Saranno recuperate fino a tremila tonnellate di rifiuti elettronici

Bollate (Milano), 6 luglio 2019 - Il concetto di recupero con un doppio significato, ambientale e sociale. Nel primo caso perché vengono recuperate ogni anno fino a 3.000 tonnellate di rifiuti elettronici, nel secondo caso perché si recuperano persone, cioè si dà un’opportunità lavorativa ai detenuti. È questo l’impianto di trattamento dei rifiuti elettrici ed elettronici realizzato all’interno del carcere di Bollate, con un finanziamento di 2 milioni di euro di Regione Lombardia, e gestito dalla società LaboRaee del Gruppo A2a.

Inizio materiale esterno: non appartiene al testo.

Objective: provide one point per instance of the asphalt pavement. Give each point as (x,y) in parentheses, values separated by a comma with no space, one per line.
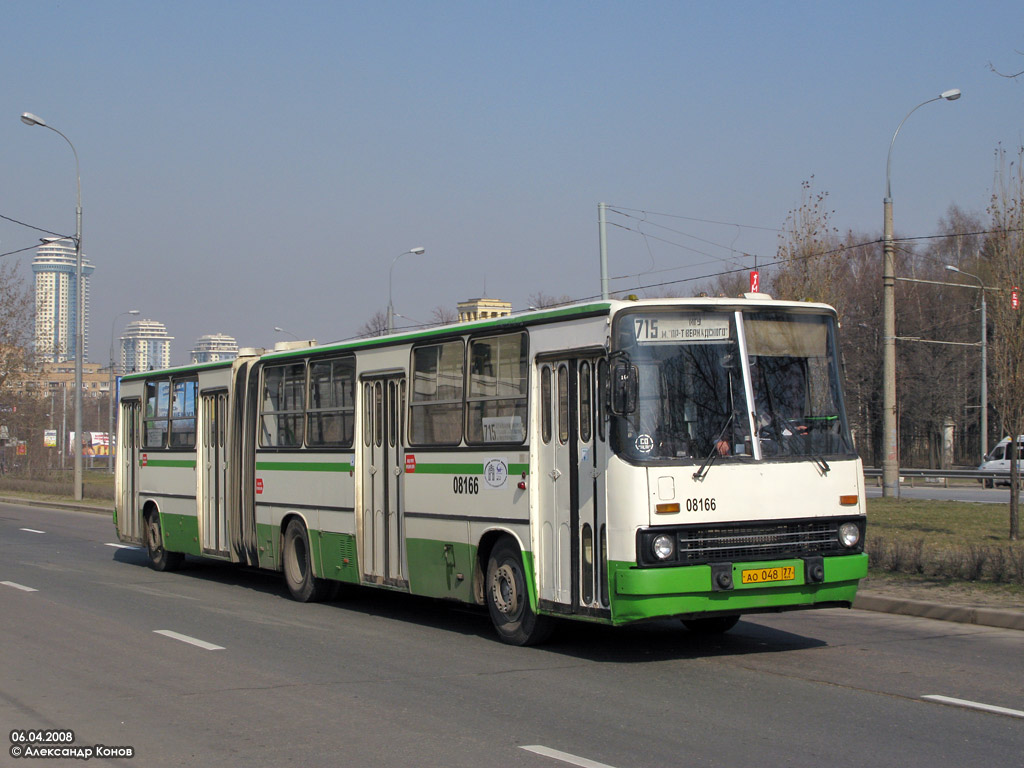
(866,600)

In funzione dall’aprile 2018, oggi impiega cinque detenuti ma a pieno regime i lavoratori-detenuti saranno 10-15. La struttura occupa una superficie di circa 3.000 metri quadrati, è dotata di un impianto fotovoltaico per l’autoproduzione di energia green. Dopo un anno di sperimentazione ieri mattina è stato presentato ufficialmente: "Si tratta di un progetto virtuoso che unisce l’attenzione all’ambiente e al terzo settore, dimostrando come una proficua collaborazione tra pubblico e privato possa approdare all’inclusione sociale in un’ottica di vera sostenibilità", dichiara Cosima Buccoliero, direttore aggiunto della casa di reclusione. Anche Pietro Buffa, nuovo direttore del Provveditorato per la Regione Lombardia dell’amministrazione penitenziaria, ha sottolineato la bontà del progetto, mentre l’assessore a Mobilità e Ambiente del Comune di Milano, Marco Granelli, ha evidenziato l’impegno del carcere nella raccolta differenziata.

Il trattamento dei rifiuti viene effettuato su due linee di smontaggio, la prima dedicata a tv, monitor e grandi elettrodomestici come lavatrici e lavastoviglie, l’altra per i piccoli prodotti come telefoni cellulari, personal computer e periferiche, apparecchiature audio e video, utensili e giocattoli elettrici. I detenuti smontano i rifiuti e vengono recuperati metalli ferrosi e non ferrosi (rame, ottone, bronzo, stagno), componenti informatiche come schede elettroniche, hard disk, processori e alimentatori. "Questo impianto rappresenta un esempio di inclusione e un’opportunità di sviluppo professionale per le persone coinvolte nel progetto: per questa ragione la componente umana del lavoro vuole essere valorizzata rispetto all’automazione del processo", ha dichiarato Valerio Camerano, amministratore delegato del Gruppo A2a. "Il recupero della materia, ma ancor di più il recupero delle persone. A partire dall’ottica dell’economia circolare si realizza un progetto che ha come fondamento la valorizzazione dell’uomo, che non è più guardato come scarto, ma come un soggetto che mette in gioco la sua umanità - commenta Raffaele Cattaneo, assessore regionale all’Ambiente -. Auspico che questa idea possa ampliarsi ad altri territori e istituti della Regione, al fine di valorizzare le buone pratiche che qui si stanno sperimentando in tema di recupero e riuso delle materie". Altri partner del progetto sono Eni e Ecodom.